The allegations - which are being investigated by the authorities - could not immediately be confirmed independently, but activists said they were consistent with reports of hundreds of thousands of such "slaves".
"Six years ago, a survey on human trafficking was conducted at the U.N.'s request and said that there are half a million to one million people in Russia who are practically living as slaves here," said rights activist Danila Medvedev.
Activists said they had handed in statements on the case to investigators, but that no one had yet been arrested.
Witnesses said a child of four had been among those rescued from the store on the outskirts of the Russian capital, which attracts many migrant workers from former Soviet republics in Central Asia such as Tajikistan and Kyrgyzstan.
A total of three young children, five women and four men had been freed in the raid, which took place on Tuesday, said activists.
Another woman was not freed, however, and a 14-year-old girl and a five-year-old boy who had ran away earlier were still missing, they said.
Two of the female rescued workers said they had been held captive for more than 10 years and forced to work in the shop. They said they had been regularly beaten and threatened to prevent them escaping.
Video footage of the raid on the store filmed by the activists showed 35-year-old Bakiya Kasimova, still wearing her work apron, being led outside by her sobbing mother, who said she had not seen her daughter for 10 years.
"They were beating me and beating me. They beat me with their hands, with batons, with a roll of metal foil," Kasimova told Reuters.
Kasimova said she had been lured from her native Kazakhstan by the promise of work in Moscow, but had instead been forced to work unpaid in the shop.
"EVERYBODY WAS IN ON IT"
She told a news conference that they had been given one minute to eat rotten food at meal times and had been banned from talking to customers or leaving the shop.

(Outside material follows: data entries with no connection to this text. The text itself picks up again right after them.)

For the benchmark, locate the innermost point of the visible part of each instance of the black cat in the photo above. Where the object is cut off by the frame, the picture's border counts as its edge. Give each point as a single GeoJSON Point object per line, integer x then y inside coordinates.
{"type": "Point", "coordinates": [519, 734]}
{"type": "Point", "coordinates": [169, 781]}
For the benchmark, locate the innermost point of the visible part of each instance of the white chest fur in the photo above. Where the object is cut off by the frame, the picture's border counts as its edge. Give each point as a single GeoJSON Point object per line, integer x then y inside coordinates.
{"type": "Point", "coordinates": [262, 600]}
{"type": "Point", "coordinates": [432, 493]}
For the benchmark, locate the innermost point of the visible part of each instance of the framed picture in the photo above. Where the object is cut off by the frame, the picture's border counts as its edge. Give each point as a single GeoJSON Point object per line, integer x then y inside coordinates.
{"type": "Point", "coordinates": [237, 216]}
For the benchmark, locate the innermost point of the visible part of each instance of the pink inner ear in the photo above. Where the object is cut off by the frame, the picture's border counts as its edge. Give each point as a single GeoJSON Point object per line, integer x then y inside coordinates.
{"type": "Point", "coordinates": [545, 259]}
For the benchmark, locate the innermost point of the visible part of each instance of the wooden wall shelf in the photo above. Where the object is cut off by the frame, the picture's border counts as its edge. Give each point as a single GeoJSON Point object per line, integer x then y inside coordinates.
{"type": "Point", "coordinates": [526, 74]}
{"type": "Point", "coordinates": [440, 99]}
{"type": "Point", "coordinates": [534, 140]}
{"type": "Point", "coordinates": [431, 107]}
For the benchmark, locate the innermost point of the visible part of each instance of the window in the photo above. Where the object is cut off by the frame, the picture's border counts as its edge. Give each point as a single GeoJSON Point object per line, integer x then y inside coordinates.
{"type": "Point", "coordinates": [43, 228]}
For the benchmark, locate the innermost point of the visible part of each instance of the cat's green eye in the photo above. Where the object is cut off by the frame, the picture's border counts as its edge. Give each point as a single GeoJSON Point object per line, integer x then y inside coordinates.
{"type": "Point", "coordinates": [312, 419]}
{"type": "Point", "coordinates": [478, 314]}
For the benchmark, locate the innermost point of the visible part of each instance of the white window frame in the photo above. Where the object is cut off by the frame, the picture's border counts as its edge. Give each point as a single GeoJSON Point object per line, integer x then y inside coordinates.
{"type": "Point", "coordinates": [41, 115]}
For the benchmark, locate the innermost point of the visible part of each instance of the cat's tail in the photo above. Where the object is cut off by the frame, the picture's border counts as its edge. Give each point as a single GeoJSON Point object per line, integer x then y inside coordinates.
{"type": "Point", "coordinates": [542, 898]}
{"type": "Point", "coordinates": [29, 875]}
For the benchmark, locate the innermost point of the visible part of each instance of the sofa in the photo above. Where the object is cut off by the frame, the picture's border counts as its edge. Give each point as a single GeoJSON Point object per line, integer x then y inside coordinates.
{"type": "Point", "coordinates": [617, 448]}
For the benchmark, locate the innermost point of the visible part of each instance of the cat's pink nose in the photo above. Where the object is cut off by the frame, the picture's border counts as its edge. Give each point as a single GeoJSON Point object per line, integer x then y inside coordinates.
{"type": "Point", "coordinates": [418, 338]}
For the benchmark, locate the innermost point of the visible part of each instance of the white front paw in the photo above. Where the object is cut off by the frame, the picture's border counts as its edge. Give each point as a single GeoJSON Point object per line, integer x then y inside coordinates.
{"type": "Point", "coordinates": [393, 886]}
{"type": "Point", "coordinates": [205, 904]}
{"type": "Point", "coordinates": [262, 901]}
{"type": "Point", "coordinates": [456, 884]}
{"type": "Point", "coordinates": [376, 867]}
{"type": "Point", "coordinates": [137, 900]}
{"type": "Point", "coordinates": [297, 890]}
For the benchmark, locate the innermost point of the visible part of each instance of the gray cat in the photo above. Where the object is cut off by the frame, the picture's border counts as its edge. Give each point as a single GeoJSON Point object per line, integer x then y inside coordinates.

They were beaten if they disobeyed rules and never received any money, she said.
Leila Ashirova said she thought many people were aware of their fate.
"I think in the area, everybody was in on it," she said. "I think they were given bribes to stay quiet".
The captives tried to escape several times and begged customers to help but people pretended to help only to call their captors instead, the freed workers said.
Kasimova said she had been raped and claimed they had witnessed one woman being beaten to death after she had tried to escape.
Activists said the captives included related family members, and children who were born into forced labor. Two children had allegedly been taken away by their captors, who later claimed they had died. Their whereabouts remain unknown.
Rights activist Danila Medvedev said the Russian authorities were unwilling to face the fact that there might be slavery in Russia.
"There might be 50,000 or 100,000 such slaves in Moscow, but as our law enforcement agencies are totally censoring the word 'slavery' and are denying that this problem exists, we don't know how many of them there are in reality," he said.
The shop's owners had several other stores, he said, saying between 20 and 40 women could still be imprisoned by them.
Russia attracts millions of migrant workers from the former Soviet states, but many enter the country illegally and work for a pittance.
Many also face xenophobia, with opinion polls showing that racial intolerance is rising nationally, and racist attacks are not uncommon.